Сомневался в древности Слова и один из исследователей русской литературы XVIII в., ученик Каченовского Н. Стрекалов. Он писал: «К XII веку относят известное „Слово о полку Игореве“, рукопись которого найдена лишь в конце прошлого столетия. К сожалению, древность и этого произведения спорный предмет. Язык неизвестного Поэта не чист, испещрен словами разных наречий; формы смешанные; но слог блестящий и поразительный. Главное же достоинство Поэмы— превосходная поэтическая живопись».[Стрекалов Н. Очерк русской словесности XVIII столетия. М., 1837. С. 22–23.]

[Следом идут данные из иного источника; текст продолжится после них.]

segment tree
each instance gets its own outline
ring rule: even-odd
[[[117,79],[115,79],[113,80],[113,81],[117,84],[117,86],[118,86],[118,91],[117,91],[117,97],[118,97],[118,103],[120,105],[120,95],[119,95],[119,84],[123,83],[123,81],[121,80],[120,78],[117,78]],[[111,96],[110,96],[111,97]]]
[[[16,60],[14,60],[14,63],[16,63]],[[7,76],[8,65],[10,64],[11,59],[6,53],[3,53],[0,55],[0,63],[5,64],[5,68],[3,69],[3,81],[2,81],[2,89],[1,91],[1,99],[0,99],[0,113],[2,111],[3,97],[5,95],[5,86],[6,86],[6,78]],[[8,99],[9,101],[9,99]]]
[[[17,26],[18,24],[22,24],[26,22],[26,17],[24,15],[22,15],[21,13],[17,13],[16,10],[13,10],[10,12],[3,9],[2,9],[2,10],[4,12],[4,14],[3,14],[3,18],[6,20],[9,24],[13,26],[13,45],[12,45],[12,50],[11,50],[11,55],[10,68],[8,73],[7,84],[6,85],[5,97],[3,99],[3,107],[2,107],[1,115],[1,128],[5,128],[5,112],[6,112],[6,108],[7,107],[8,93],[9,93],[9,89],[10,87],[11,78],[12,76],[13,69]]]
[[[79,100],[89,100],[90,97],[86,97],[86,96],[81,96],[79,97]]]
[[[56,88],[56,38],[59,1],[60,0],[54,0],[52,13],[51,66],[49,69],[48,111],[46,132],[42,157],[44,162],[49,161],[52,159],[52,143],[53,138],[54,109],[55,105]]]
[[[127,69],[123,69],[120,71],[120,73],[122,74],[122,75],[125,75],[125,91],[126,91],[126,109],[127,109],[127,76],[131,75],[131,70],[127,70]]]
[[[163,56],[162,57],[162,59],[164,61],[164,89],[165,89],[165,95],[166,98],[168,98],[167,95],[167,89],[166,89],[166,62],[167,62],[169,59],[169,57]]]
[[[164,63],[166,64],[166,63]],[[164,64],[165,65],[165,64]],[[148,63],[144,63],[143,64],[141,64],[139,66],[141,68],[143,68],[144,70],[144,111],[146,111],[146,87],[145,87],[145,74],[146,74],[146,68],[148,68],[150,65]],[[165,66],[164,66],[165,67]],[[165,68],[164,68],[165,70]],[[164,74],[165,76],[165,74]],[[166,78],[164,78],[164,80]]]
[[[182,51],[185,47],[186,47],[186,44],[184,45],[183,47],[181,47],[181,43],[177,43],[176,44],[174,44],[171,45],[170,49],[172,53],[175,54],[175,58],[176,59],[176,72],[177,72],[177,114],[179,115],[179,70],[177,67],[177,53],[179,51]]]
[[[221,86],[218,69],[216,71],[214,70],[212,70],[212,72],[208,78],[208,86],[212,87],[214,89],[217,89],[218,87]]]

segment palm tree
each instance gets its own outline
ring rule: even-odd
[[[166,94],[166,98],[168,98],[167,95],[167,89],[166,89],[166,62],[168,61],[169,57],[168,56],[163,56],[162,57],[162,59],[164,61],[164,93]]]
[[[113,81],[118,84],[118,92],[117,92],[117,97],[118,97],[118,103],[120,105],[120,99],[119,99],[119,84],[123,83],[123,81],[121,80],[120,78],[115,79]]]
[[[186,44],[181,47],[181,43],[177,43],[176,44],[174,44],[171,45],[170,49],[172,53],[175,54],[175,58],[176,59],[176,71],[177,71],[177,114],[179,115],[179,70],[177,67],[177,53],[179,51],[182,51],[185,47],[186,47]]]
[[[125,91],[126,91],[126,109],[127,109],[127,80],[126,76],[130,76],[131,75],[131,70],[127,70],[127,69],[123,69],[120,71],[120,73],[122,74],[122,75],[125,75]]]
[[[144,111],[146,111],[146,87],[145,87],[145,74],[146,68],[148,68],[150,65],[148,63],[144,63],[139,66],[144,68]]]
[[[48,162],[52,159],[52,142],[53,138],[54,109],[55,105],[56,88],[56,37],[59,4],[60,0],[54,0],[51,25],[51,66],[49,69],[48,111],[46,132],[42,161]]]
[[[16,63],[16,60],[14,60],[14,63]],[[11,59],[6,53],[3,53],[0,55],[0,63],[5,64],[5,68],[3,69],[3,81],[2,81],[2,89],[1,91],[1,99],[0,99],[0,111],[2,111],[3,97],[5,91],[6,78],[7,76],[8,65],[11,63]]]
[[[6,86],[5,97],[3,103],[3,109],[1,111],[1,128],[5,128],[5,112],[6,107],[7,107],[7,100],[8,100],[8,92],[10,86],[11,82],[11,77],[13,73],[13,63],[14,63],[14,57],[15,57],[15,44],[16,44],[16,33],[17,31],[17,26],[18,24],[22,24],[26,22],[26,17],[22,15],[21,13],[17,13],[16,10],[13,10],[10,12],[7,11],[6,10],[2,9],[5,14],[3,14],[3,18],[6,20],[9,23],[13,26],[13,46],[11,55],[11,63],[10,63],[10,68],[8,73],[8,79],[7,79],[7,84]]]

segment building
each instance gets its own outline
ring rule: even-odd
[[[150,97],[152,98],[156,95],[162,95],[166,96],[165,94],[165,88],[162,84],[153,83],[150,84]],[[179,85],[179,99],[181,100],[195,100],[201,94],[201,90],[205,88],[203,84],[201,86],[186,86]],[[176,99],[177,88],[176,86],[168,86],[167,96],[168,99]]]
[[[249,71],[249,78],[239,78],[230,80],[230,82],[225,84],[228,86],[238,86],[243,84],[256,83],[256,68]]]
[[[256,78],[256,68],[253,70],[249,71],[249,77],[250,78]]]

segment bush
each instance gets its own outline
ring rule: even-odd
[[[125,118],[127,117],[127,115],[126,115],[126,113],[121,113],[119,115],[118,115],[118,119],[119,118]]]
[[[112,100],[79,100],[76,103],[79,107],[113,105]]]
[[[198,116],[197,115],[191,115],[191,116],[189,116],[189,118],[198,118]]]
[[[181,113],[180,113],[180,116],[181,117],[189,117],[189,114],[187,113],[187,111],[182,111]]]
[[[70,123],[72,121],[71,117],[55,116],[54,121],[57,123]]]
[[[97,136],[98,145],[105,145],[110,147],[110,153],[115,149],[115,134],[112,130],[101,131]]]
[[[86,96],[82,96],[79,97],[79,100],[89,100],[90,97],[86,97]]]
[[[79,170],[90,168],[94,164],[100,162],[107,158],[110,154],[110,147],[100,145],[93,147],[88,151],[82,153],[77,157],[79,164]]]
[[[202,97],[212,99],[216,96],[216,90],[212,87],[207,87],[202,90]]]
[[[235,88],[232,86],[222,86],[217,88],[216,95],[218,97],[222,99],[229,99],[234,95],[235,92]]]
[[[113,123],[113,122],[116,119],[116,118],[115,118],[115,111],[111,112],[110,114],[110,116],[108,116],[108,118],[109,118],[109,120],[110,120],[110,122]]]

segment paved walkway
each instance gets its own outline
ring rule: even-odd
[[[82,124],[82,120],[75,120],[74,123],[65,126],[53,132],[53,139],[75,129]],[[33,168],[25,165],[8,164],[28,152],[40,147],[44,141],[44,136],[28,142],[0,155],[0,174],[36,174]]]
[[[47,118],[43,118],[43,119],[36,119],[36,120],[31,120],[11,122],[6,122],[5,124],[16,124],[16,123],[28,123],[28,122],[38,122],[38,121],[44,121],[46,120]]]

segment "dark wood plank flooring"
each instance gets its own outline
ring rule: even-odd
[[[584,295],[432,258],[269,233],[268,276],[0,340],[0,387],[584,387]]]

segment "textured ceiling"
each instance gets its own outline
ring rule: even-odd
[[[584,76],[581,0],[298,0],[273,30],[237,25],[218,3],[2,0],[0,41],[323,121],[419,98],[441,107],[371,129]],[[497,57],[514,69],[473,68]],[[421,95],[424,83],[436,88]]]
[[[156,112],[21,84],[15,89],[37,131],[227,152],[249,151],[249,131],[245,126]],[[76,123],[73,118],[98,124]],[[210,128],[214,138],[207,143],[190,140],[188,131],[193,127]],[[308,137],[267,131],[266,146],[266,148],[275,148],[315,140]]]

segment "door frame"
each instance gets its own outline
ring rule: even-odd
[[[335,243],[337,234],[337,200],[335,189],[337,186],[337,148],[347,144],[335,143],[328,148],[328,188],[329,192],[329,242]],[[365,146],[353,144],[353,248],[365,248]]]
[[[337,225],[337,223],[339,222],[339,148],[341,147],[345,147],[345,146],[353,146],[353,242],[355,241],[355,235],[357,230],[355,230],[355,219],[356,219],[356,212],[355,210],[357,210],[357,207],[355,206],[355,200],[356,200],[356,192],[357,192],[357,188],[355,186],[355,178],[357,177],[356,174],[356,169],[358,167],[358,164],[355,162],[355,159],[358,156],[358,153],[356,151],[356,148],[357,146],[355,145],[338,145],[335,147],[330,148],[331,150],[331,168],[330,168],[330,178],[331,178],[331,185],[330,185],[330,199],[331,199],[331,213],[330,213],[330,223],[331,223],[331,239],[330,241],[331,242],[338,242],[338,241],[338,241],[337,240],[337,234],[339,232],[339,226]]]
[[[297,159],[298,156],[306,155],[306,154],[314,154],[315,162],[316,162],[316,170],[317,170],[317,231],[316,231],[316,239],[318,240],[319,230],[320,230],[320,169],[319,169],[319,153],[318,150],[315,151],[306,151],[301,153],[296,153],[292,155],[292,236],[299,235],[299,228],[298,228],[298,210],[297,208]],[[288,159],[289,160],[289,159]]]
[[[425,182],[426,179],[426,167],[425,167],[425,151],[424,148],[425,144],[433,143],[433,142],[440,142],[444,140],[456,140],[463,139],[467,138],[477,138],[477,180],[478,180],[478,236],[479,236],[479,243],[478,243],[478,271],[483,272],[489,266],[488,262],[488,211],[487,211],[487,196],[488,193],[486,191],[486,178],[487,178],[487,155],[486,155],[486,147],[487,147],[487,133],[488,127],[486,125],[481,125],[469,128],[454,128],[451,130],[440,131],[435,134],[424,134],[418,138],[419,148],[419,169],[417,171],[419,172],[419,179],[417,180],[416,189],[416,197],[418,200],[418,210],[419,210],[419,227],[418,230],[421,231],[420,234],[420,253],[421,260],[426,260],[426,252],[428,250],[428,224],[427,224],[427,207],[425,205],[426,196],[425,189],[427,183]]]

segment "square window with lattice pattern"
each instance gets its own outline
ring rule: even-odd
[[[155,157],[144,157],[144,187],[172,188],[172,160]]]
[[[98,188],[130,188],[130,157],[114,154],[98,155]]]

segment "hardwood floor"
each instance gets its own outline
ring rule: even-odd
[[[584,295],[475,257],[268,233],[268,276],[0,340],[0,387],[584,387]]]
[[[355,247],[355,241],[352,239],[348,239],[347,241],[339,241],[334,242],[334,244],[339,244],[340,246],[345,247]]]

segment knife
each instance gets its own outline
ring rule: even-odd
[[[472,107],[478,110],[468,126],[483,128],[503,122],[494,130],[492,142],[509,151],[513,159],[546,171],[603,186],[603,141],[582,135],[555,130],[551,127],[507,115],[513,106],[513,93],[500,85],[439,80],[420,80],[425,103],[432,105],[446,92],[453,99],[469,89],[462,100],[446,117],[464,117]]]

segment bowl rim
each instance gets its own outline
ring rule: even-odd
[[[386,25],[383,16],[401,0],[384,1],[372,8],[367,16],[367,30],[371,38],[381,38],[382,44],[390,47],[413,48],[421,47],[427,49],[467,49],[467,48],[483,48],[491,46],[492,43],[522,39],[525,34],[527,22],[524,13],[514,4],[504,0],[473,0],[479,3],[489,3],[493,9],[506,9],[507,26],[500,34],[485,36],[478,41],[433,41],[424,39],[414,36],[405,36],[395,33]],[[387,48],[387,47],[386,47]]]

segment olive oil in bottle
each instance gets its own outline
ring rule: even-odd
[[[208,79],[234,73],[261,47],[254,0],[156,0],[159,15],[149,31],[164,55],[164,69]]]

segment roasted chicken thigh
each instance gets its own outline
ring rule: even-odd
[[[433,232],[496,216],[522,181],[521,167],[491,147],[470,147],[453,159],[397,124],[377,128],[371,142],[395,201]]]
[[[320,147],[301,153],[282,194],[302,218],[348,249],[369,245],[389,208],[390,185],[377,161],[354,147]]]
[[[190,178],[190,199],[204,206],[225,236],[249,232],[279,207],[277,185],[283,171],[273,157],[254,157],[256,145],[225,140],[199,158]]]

В 1840 г. в рецензии на книгу М. Максимовича «История древней русской словесности» М. Н. Катков, тогда либерал-западник, позднее крайний реакционер, упрекал автора за пристрастие к Слову, которое «никак нельзя принять за действительный и достоверный памятник. Одно только трудно придумать, кто мог решиться на подделку и написать такую нелепицу без всякой цели». Такая, пишет он, «уродливость в языке…такая бессвязица — ни одного слова живого». Вместе с тем Катков считал, что «утверждать решительно, что это с умыслом составленная подделка, — невозможно. Мы не имеем причины думать, что это Слово возникло, действительно, около того времени, к которому оно обыкновенно относится, но что мы не имеем его в истинном виде». Ибо дошедший экземпляр «представляет нам первоначальное Слово не только в искаженном виде, но и совершенно переделанным так, что от первоначального осталось несколько следов, только отдельные клочки».[{Катков М.} {Рец. на кн. М. Максимович. История древней русской словесности} // Отечественные записки. 1840. Т. 9. С. 71–72.]